La ‘bad bank’ espagnole Sareb – la société de gestion gouvernementale qui a repris les créances douteuses et les biens immobiliers des banques pendant la crise financière – doit encore vendre 38 milliards d’euros de biens immobiliers en 7 ans.

Sareb a été fondée en 2012 en pleine crise financière après l’éclatement de la bulle immobilière. Les banques espagnoles pouvaient y loger leurs crédits douteux et leurs hypothèques de pacotille.

Aujourd’hui, à la moitié de son existence (7 ans, sur les 15 prévus), la société de gestion gouvernementale n’a vendu qu’un tiers des 51 milliards d’euros de prêts et de biens immobiliers impayés repris aux banques en crise. Les investisseurs ont déjà fait les bonnes affaires. Si bien qu’aujourd’hui, Sareb présente majoritairement des actifs peu attractifs.
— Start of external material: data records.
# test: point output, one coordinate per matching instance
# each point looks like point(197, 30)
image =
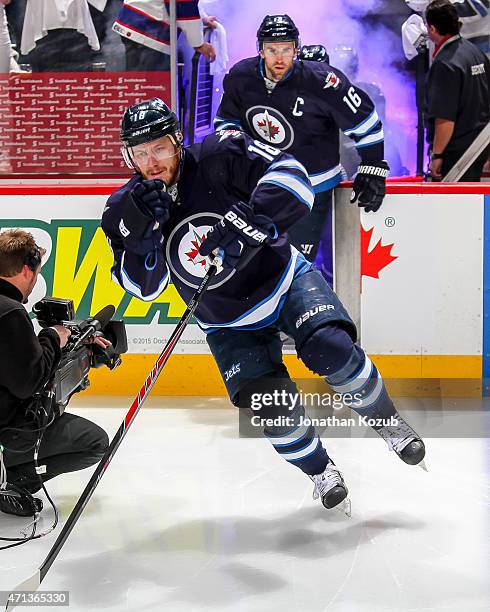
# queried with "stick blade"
point(30, 584)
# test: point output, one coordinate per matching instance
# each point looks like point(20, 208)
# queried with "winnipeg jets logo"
point(268, 128)
point(332, 80)
point(193, 254)
point(223, 134)
point(269, 125)
point(182, 251)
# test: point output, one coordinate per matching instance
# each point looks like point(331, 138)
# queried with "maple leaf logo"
point(376, 259)
point(193, 254)
point(270, 130)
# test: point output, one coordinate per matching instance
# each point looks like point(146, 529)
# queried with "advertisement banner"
point(78, 264)
point(69, 122)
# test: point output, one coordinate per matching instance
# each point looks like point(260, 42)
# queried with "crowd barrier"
point(415, 276)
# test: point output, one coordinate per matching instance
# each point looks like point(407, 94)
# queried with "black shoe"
point(413, 453)
point(404, 441)
point(18, 501)
point(329, 486)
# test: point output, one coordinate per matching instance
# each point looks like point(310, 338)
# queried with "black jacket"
point(27, 361)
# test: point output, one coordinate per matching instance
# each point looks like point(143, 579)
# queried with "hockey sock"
point(360, 378)
point(299, 444)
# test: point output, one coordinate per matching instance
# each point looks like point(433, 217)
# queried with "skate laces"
point(398, 436)
point(328, 479)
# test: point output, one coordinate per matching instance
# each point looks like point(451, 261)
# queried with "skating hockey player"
point(299, 106)
point(241, 196)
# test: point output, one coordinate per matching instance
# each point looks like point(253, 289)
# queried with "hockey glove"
point(139, 231)
point(151, 197)
point(239, 232)
point(369, 186)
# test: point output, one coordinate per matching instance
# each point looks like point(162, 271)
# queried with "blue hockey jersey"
point(226, 167)
point(302, 115)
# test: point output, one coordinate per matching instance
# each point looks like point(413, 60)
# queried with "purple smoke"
point(331, 23)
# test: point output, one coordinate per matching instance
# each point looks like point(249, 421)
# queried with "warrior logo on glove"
point(369, 188)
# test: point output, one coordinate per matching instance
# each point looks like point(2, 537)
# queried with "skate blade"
point(344, 507)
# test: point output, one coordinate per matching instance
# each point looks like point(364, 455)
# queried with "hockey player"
point(241, 196)
point(299, 106)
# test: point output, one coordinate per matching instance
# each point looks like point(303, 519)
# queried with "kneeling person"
point(27, 362)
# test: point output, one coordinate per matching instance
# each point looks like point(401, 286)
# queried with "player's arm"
point(275, 183)
point(136, 241)
point(272, 190)
point(355, 114)
point(229, 111)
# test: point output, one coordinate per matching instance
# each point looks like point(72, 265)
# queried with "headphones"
point(33, 259)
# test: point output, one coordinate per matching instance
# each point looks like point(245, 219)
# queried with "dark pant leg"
point(144, 59)
point(251, 365)
point(69, 444)
point(307, 233)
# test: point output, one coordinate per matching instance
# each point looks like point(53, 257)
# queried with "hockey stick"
point(33, 582)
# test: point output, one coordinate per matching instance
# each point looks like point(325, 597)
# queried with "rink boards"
point(423, 262)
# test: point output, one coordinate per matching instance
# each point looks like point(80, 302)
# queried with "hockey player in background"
point(241, 196)
point(299, 106)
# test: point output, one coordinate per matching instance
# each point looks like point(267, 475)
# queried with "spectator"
point(458, 93)
point(59, 35)
point(144, 27)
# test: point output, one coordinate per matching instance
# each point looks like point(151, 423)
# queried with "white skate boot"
point(404, 441)
point(330, 487)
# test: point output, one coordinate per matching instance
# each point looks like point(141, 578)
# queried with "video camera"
point(79, 355)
Les acheteurs sont bien là

Le pire dans cette histoire, c’est qu’il y a des acheteurs pour les biens excédentaires. Mais les investisseurs ont du mal à les acheter en raison de la structure infiniment complexe de Sareb et des intérêts contradictoires de ses actionnaires.

Problème supplémentaire : le marché immobilier espagnol est en perte de vitesse après 5 années de croissance.

Deux facteurs qui font qu’il est très peu probable que Sareb remplisse son objectif : rembourser les 50 milliards d’euros injectés par l’État et les banques à risque d’ici 2027.